[Bug 1307] New: [XQuery] Line Endings

http://www.w3.org/Bugs/Public/show_bug.cgi?id=1307

           Summary: [XQuery] Line Endings
           Product: XPath / XQuery / XSLT
           Version: Last Call drafts
          Platform: PC
        OS/Version: Windows XP
            Status: NEW
          Severity: normal
          Priority: P2
         Component: XQuery
        AssignedTo: chamberl@almaden.ibm.com
        ReportedBy: mike@saxonica.com
         QAContact: public-qt-comments@w3.org


[XQuery] Line Endings

There are two places in XQuery where line endings are normalized: (a) in the
content of direct element constructors, and (b) in string literals.
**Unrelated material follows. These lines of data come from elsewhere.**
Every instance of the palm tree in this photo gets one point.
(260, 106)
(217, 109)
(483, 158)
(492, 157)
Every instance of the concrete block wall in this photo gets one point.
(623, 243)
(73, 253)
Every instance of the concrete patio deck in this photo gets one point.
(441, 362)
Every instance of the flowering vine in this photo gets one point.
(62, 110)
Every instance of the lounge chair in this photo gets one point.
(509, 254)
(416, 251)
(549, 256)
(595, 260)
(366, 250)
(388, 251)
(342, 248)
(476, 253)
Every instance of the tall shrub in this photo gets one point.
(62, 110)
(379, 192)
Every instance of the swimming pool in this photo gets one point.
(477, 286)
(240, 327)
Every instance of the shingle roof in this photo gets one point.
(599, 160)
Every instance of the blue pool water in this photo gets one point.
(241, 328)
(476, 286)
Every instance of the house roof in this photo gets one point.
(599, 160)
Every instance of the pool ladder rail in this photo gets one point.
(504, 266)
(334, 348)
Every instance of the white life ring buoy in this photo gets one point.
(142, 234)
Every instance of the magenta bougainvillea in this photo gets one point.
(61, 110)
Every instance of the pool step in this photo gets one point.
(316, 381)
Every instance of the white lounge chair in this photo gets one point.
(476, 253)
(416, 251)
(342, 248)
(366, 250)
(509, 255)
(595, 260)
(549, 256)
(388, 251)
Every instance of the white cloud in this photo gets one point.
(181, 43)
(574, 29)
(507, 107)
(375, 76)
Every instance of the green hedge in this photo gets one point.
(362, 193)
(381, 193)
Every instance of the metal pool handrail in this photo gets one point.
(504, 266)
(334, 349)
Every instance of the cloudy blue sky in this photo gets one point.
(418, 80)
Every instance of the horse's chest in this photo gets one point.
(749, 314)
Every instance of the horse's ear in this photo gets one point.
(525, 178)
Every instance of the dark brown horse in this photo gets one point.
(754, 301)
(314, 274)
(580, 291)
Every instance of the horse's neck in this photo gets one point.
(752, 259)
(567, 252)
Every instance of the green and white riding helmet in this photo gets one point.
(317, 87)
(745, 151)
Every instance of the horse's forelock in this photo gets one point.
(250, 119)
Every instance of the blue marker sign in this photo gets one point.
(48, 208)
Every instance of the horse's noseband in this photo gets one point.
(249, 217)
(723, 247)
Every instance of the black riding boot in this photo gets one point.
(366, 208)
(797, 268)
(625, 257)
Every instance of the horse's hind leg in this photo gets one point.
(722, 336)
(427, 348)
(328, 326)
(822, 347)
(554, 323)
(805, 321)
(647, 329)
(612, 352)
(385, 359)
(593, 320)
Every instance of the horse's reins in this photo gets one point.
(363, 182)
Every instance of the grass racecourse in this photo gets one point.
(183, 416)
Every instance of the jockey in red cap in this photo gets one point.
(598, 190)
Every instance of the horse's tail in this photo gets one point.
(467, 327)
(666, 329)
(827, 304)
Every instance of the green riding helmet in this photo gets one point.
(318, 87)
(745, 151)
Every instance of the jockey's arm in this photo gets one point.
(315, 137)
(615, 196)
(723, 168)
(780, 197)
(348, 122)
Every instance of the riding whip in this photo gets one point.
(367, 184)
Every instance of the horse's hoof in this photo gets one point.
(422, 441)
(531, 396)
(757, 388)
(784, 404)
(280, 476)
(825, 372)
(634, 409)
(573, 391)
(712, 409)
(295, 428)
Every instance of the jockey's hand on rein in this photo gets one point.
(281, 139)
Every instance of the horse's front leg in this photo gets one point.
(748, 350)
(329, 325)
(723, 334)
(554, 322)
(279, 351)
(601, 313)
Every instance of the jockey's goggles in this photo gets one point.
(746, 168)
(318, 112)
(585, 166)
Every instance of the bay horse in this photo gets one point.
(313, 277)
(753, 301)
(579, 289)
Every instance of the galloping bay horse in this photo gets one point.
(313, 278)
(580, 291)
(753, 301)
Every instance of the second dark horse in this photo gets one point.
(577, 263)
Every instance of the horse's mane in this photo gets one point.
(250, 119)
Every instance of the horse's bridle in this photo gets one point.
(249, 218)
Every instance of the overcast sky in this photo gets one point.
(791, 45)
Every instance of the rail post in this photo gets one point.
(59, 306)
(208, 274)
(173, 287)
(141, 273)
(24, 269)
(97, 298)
Within attribute content, the spec refers to the rules for attribute value
normalization in XML 3.3.3. These start with the rule "All line breaks must have
been normalized on input to #xA as described in 2.11 End-of-Line Handling, so
the rest of this algorithm operates on text normalized in this way." This can be
read as implying that XQuery also normalizes line endings in attribute content
(which means that CRLF in attribute content is turned into a single space, not
into two spaces).

(Aside: The XML rules for attribute value normalization depend on the type of
the attribute. I think it would be helpful if we specify that the algorithm is
executed on the basis that the attribute type is CDATA. If it isn't, then schema
validation will take care of it.)

There are contexts in XQuery where line endings are *not* normalized. For
example, they are not normalized in a CDATA section, a direct comment
constructor, or a direct processing instruction constructor. Since the syntax of
each of these constructs is explicitly designed to mimic XML, it seems odd that
the handling of line endings here should differ from XML.

Further, XQuery doesn't normalize line endings appearing in the middle of an
ordinary expression (for example, between "declare" and "function". This doesn't
matter unless XML 1.1-style line endings are used. Currently, if an XQuery
processor decides to follow the XML 1.1 profile, then it allows and normalizes a
NEL character appearing in element content or in a string literal; allows and
doesn't normalize it in a CDATA section, comment, or PI; and disallows it in the
middle of an expression.

I can't see any good reason why XQuery doesn't do the same as XML, and specify
that all line endings in the query are normalized according to the XML 1.0 or
1.1 rules irrespective of the syntactic context, before any lexical or syntactic
analysis of the query starts.

Michael Kay

Received on Thursday, 5 May 2005 09:37:10 UTC